Musyoka, who trained in physics, chemistry and mathematics at the Kenya Science Teachers College between 1975 and 1977, says years of research helped him learn how to treat snakebites. Such bites, he says, have caused death among locals who are either too poor to afford treatment at a health facility or too far to access one in good time.
At his office in Mwingi town, Musyoka produces a list of dozens of cases he claims to have successfully treated from the deadly bites that are common in the area, from snakes like the black hacked and red spitting cobras, puff adder, green mamba and Egyptian cobra.
According to the records, his most recent patient, 32-year-old Syombua Kitonga, was treated in September 2012 from a black-necked spitting cobra bite in Katilini area.

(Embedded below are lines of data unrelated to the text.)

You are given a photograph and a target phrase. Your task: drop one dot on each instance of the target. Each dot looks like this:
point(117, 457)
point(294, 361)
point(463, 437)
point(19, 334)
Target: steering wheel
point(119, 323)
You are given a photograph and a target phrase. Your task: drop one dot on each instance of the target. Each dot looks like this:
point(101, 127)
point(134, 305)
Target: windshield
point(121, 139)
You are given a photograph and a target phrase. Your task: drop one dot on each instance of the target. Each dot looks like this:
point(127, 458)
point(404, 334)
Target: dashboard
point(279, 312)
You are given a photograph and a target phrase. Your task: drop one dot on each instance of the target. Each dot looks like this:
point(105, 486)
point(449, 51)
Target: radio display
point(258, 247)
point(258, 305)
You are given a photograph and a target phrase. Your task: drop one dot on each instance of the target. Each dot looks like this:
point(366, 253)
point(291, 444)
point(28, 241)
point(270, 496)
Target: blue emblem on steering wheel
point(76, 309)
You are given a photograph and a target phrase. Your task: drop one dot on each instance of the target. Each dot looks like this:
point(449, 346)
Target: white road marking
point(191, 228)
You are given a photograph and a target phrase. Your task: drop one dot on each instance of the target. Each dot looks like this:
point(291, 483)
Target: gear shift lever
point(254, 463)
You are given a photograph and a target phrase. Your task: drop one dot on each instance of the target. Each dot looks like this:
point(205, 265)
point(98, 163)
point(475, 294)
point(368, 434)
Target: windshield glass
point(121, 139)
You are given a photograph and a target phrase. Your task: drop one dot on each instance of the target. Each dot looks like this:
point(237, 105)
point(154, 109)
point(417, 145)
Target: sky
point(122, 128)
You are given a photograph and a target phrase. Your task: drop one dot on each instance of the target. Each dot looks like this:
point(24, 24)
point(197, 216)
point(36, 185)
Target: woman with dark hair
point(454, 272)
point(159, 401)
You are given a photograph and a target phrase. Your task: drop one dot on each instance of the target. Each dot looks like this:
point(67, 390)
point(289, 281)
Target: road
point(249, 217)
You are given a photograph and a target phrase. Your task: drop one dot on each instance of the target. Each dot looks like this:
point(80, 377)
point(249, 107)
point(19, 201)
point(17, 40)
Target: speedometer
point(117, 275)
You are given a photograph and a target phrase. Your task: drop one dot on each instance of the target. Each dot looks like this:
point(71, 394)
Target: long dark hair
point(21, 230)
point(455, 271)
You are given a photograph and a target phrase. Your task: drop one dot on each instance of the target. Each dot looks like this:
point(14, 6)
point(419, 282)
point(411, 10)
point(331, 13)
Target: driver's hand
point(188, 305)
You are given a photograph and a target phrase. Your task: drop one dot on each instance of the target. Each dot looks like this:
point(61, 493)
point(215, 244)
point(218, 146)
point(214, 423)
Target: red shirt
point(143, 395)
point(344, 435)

Other patients are from Tseikuru, Migwani, Mwingi Central, Mui, Nuu and Kyuso areas. Musyoka, a retiree since 2004, says he has trained over 50 people in the management of snake bites, but says there is need to educate more.
Among his trainees are his wife, Martha Makau and three of his seven children. “It would be ideal to have more people equipped with this knowledge because lives need not be lost to snake bites,” he says.
He attributes most deaths associated with snakebites in the area to lack of adequate supplies of anti-venom in public health facilities, its prohibitive cost, and long distance one may sometimes have to travel to get to a hospital. But he is also aware that there are those that view his self-taught skills with skepticism. “Some people have called me a quack but I don’t mind because I know I have saved many lives with this treatment,” he says.
Among those that swear by Musyoka’s treatment is Ms Ruth Joshua, a 24-year-old woman who says he saved her life six years ago. On the day she was bitten, Joshua had been cleaning her house in Mathuki Location when a snake sheltering in the rafters attacked her.
“I felt a sharp pain in my hand as I was wiping the door frame then saw it (snake) slide down the roof,” she says. As other occupants of the homestead descended on the snake, Joshua was rushed to Mathuki Health Centre, but there was no doctor in sight.
Well aware of the fact that time was a crucial factor in determining whether she would live, Joshua was moved to the nearby Mui Dispensary. By now the effects of the venom were kicking in and Joshua was sweating and vomiting. “We bumped into Musyoka’s son and he told those that had brought me to rush me to their home for treatment,” she says. Hours later Joshua was well enough to go home.